As mentioned, Poirot is barely in this. Most of the book is the investigation of Colin and time-displaced 90s action hero turned police officer Dick Hardcastle. Colin is a fair enough narrator, even if he ultimately does very little. This is problem, because he’s supposed to be looking into espionage, but does very little towards that goal, mostly tagging along in the murder investigation. It’s the normal round of interrogating everyone and their dog, but it still feels more lively than the last Christie I looked at; people have actual personality to them, even if the characterization is quick and dirty. The problem is they lack page time. In Caribbean, the suspects had page time, but felt dry. Here they have more to them, but you don’t get time to suspect them.

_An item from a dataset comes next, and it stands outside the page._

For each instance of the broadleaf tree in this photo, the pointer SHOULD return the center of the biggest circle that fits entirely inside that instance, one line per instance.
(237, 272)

While looking into this book, quite a few people complained about how Christie doesn’t live up to the very interesting hook she sets up. I’m glad to inform you that she does. Sort of. It’s the dang clocks that are the issue, you could remove them and end up with not a classic, but what would probably be a good late Christie. They serve no purpose. No, really, they don’t. Even after reading the book, I still can’t understand the reason they were shoved in. Poirot explains it, but it makes no sense, considering how it plays no role in the rest of the plan. I can understand planting that clock there, but Poirot doesn’t treat that as the reason. Really, if she’d cut them out you’d have a far better book.
However, the overall cluing of the book is rather weak. I admit to flip-flopping on this a bit. Everytime I think “Definitely not fair” I come up with a few more clues for it to feel fair, but then when I think it’s fair I start wondering if you could really solve it with what you have, and I have to conclude that you can’t, really. A smart reader can notice the broad strokes of what’s going on, and at least have an idea, but I would honestly be surprised if anyone can come to the conclusions Poirot does in the end, especially regarding the victim’s identity*. You might be able to guess at it, but Poirot has access to resources the reader doesn’t, in this case. Same with the clocks.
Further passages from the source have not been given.